Ещё учась в школе я собезъянничал у мамы любовь к рифмоплётству. Мама была большая рукодельница по этой части: все стенгазеты, все доморощенные выступления, монтажи… – всё она обильно снабжала своими стихами. И я заразился от неё этой болезнью, тоже стал сочинять стихи с десятилетнего возраста. И добился таких успехов, что чуть ли не выпускное сочинение написал в стихах. Что называется «набивал руку».
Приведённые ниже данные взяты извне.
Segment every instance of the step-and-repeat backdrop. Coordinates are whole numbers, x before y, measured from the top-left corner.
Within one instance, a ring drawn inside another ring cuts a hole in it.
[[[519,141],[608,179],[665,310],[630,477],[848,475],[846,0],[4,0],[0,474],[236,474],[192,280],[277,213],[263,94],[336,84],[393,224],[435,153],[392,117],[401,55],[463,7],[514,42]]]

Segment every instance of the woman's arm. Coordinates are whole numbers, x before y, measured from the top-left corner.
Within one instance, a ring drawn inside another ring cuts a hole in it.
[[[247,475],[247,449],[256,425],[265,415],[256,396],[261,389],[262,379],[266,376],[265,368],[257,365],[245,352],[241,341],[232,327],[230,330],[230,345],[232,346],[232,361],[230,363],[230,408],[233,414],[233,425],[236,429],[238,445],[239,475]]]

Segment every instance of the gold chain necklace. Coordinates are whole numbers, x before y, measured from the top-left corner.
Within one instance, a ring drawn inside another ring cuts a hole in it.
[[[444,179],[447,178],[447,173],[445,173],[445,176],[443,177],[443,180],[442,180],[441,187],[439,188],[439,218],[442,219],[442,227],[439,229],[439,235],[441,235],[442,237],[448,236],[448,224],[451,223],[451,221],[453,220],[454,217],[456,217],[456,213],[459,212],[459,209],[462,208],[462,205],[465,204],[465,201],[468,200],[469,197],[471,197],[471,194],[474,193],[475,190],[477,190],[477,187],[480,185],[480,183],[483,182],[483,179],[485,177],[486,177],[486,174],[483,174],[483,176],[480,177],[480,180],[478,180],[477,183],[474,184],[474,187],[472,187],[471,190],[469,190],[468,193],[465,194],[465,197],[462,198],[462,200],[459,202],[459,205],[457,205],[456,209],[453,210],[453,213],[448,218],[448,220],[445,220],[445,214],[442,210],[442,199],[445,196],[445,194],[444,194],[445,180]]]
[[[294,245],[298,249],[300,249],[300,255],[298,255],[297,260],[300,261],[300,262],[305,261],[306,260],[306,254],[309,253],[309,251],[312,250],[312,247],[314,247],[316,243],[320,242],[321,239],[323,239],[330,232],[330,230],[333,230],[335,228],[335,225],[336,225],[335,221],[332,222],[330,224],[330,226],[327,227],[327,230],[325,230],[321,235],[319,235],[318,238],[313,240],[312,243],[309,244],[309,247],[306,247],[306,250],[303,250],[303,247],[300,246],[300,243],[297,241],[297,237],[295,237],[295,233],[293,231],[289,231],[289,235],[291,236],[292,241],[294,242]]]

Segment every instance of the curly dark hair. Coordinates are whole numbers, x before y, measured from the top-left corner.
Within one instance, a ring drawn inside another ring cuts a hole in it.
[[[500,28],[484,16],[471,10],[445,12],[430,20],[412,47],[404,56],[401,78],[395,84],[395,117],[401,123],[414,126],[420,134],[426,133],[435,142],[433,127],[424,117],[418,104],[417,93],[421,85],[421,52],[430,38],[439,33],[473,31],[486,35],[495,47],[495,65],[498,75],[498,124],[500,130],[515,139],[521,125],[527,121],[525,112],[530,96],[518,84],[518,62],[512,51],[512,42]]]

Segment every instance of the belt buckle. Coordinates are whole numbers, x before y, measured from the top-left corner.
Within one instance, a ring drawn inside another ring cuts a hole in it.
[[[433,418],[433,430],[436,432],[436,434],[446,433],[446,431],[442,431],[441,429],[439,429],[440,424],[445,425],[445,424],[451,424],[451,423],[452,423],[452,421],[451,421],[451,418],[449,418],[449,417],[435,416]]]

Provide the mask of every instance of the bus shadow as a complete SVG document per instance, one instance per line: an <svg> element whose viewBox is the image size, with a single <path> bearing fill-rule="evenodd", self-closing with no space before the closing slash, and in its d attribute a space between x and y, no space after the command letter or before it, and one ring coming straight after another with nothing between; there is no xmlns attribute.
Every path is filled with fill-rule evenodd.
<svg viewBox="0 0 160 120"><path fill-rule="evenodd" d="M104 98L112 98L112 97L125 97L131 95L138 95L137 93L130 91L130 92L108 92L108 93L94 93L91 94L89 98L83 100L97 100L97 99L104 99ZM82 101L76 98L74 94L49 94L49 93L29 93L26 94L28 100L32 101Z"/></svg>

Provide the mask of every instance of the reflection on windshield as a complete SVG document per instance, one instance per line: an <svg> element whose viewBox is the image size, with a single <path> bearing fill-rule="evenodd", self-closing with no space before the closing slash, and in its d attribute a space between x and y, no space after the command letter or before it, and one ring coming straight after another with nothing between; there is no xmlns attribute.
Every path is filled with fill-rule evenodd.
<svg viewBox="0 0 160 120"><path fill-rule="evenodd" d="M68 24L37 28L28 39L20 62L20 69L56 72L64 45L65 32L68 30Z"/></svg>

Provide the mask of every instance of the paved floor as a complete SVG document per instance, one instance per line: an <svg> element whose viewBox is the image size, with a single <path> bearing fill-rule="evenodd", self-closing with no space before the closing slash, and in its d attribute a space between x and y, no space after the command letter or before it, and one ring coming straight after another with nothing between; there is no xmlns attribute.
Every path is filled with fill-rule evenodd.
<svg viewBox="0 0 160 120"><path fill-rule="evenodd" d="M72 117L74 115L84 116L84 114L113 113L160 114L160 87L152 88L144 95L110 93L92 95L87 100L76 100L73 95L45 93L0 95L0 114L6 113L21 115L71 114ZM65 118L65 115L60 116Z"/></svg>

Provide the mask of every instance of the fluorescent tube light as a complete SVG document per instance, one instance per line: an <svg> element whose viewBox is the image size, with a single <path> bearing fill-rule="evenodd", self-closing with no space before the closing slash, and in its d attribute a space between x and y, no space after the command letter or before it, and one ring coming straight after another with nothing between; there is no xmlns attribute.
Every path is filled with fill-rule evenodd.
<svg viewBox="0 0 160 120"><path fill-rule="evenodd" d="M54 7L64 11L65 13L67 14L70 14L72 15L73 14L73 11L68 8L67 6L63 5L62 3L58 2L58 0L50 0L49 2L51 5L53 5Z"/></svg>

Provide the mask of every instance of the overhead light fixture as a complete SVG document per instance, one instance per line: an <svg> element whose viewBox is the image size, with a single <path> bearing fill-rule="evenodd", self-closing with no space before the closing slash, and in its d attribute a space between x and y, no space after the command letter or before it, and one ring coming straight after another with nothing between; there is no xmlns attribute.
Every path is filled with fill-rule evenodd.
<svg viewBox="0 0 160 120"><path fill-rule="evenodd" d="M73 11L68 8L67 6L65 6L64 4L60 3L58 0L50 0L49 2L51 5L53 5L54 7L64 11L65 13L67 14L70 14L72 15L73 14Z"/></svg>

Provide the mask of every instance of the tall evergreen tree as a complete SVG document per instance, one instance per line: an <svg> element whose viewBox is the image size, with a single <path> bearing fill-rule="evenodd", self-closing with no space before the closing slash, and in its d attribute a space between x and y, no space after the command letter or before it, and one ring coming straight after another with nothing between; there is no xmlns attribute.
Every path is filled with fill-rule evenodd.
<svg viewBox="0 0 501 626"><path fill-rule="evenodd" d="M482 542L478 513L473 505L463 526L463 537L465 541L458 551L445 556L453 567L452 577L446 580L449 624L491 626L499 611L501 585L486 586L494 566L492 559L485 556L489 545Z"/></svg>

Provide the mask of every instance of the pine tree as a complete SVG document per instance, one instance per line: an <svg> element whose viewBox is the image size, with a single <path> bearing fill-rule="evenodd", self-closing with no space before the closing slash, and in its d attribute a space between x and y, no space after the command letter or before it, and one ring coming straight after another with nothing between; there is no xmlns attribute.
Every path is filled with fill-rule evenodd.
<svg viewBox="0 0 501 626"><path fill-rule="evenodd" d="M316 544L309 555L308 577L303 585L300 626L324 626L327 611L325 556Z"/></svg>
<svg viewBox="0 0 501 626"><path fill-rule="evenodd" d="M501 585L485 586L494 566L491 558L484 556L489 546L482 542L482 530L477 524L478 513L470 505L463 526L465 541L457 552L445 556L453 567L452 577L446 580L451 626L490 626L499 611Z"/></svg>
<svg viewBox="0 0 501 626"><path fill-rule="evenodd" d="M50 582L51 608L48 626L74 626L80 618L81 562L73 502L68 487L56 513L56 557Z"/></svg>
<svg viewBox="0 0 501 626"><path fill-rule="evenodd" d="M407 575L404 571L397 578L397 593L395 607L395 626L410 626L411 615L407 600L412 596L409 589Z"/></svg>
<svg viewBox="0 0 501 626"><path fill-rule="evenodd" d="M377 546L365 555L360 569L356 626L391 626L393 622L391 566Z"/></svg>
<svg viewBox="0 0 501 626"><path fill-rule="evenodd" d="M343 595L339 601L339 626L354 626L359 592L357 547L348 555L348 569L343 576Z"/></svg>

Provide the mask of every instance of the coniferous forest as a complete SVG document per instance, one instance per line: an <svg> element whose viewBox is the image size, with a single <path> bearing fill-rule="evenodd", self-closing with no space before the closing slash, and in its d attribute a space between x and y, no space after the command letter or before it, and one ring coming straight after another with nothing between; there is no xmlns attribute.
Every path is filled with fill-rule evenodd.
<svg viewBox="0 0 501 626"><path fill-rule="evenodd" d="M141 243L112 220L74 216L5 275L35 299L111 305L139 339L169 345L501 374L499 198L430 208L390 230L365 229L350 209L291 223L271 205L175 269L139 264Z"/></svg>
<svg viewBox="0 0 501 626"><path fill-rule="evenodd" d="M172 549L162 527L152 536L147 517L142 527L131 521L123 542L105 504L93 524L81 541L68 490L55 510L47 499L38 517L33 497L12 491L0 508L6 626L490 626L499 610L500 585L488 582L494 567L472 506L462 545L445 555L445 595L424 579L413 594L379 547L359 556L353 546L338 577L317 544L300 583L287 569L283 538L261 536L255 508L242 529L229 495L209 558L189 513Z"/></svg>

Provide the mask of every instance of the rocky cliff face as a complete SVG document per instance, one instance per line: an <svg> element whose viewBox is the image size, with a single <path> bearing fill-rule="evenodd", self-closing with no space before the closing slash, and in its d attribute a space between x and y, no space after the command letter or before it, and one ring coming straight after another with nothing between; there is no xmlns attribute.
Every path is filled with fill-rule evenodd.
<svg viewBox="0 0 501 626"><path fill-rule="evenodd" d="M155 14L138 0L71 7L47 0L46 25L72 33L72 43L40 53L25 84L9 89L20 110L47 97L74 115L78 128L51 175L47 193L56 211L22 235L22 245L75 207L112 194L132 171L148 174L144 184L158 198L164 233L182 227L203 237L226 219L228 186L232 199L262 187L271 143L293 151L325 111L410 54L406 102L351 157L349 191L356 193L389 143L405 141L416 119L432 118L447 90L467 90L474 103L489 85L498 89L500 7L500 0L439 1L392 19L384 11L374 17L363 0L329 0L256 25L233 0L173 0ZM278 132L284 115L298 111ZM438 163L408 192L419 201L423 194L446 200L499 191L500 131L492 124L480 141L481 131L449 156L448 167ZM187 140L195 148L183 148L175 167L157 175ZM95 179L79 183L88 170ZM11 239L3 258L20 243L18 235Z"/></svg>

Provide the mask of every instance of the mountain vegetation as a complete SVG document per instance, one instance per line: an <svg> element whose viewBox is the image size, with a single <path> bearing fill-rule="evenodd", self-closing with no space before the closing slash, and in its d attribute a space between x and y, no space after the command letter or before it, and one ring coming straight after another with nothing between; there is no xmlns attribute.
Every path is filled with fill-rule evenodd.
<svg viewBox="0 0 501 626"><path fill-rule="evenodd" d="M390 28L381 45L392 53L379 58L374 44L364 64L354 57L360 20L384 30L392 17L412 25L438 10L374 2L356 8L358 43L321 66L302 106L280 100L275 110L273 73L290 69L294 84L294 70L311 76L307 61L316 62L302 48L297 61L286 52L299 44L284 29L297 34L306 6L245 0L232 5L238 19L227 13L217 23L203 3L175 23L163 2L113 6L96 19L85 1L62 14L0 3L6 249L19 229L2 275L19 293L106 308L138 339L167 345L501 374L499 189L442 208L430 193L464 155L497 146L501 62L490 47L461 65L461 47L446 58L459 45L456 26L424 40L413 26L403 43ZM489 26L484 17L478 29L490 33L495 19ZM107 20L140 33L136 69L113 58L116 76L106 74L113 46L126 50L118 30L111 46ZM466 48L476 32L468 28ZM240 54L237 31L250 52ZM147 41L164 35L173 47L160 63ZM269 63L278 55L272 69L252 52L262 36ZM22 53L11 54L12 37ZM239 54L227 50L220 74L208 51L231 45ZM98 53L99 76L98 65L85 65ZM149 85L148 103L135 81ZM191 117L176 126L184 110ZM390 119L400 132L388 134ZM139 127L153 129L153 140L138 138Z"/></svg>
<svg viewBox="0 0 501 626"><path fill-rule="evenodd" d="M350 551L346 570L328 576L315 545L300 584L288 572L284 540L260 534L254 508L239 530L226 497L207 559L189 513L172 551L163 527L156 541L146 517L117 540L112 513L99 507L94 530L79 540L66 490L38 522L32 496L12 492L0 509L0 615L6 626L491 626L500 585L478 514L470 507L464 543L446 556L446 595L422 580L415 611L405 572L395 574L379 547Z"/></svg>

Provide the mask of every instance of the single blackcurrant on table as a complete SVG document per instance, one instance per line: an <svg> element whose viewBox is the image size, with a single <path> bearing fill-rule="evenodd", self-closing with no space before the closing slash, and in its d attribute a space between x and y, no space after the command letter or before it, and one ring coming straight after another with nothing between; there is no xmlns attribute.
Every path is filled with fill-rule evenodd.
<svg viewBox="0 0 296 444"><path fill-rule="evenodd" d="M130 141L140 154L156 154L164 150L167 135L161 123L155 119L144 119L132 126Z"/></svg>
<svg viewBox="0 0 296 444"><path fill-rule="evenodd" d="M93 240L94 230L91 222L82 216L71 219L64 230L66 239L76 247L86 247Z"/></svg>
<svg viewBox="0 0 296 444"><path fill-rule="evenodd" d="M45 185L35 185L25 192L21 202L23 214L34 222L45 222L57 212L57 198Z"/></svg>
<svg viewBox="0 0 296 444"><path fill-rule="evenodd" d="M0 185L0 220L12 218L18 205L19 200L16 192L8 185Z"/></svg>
А когда появился в институте, то там таких «набивающих руку» оказалось столько, что я со своими стихами не совался. И класс у них повыше, и апломб, и разговаривают умно. Но когда в 1954 году я услышал множество песен – это была всеобщая зараза – я поддался этой болезни, абсолютно графоманскому сочинительству. Выучил несчастные эти три аккорда, добавил ещё три. И вот в этом диапазоне, за пять лет учёбы сочинил где-то штук 15 песен. Все шутливые, потому что не относился серьёзно к этому делу. А рядом со мной – живой пример: Юрий Визбор, Ада Якушева, Боря Вахнюк… – эти звёзды расцвели на моих глазах, потому что серьёзно занимались своими песнями.

Московский педагогический институт конца 50-х годов прошлого века стал своеобразным «Гнездом глухаря», из которого встало на крыло множество замечательных поэтов и бардов. Почему именно там и тогда? Как Вам жилось в студенческие годы?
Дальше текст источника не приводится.